La visita estaba pensada tras lo del Girona, pero el esperpento de Mestalla lo ha puesto todo patas arriba. Porque ese penalti señalado por Hernández Hernández en el 93’, con el VAR de Milla Alvéndiz en silencio absoluto, ha terminado por colmar la paciencia de un club que viene tragando desde hace semanas.

Un penalti que nadie entiende… y un VAR que no aparece
Rubén Sánchez, Lucas Beltrán y un agarrón de Ramazani en el origen. Lo han repetido una y otra vez en tertulias, programas y redes: la jugada está viciada desde el inicio. Pero nada. Hernández señaló penalti y el VAR se desentendió. Como si no hubiera ocurrido nada.

Manolo González explotó en rueda de prensa, como viene haciendo últimamente, pero esta vez lo hizo con una frase que retrató el sentir perico: “No sé si han ido, igual han ido al bar del Gol Norte o el Gol Sud”. La sensación de impotencia se ha convertido en rutina.

El CTA, citado tras el derbi… y en medio de una tormenta
La reunión no se pidió por Mestalla. Se pidió tras el Espanyol – Girona, cuando en el RCDE Stadium ya había motivos de sobra para levantar la voz. Dos penaltis señalados a favor del Girona, uno de ellos con un agarrón muy discutido y otro con el VAR ausente, mientras que una acción idéntica sobre Roberto en el área rival se ignoró sin pestañear.

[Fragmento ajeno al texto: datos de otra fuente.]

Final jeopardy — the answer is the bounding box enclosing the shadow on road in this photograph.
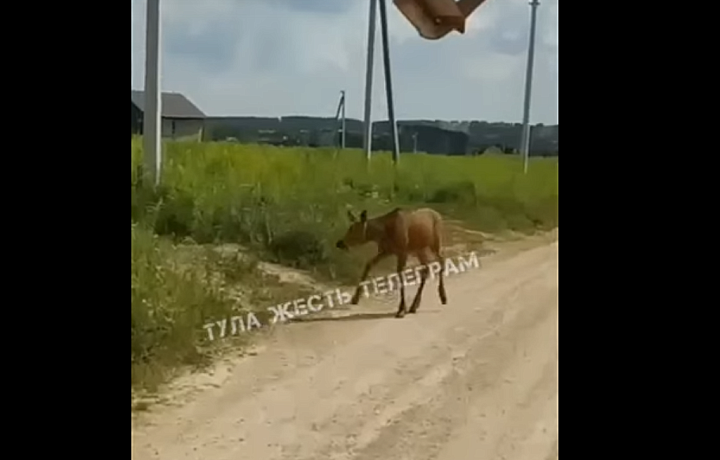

A eso se le suma un descuento de solo cuatro minutos, cuando en partidos similares se han dado siete u ocho. “No justifico nada, ¿pero cuatro minutos?”, dijo entonces Manolo. Hoy, todas esas dudas vuelven a la mesa, ahora con el agravante de Mestalla.
El espanyolismo necesita explicaciones… no más excusas
El objetivo del club es claro: entender los criterios del CTA y exigir que se apliquen con la misma vara de medir para todos. Aunque la fe en obtener respuestas claras es baja. Lo dijo Louzán, presidente de la RFEF, ayer mismo: “A veces buscamos más la excusa que otra cosa”. Pues bien, en el Espanyol ya no se buscan excusas. Se buscan hechos y garantías. Y es que el hecho es que la afición lleva semanas con la sensación de agravio.

La reunión, primer paso para alzar la voz de verdad
Aunque la comitiva esté compuesta por perfiles institucionales, en el fondo este encuentro es la primera gran acción del club tras semanas de arbitrajes polémicos. Manolo ha hecho de portavoz solitario durante demasiado tiempo, pero el peso ahora lo deben asumir los despachos.
Queda por ver si hoy en Madrid se obtiene alguna explicación y como sucedió en una reunion de similares características tras un escandaloso arbitraje en Mallorca, o todo se queda en palmaditas en la espalda y buenas palabras.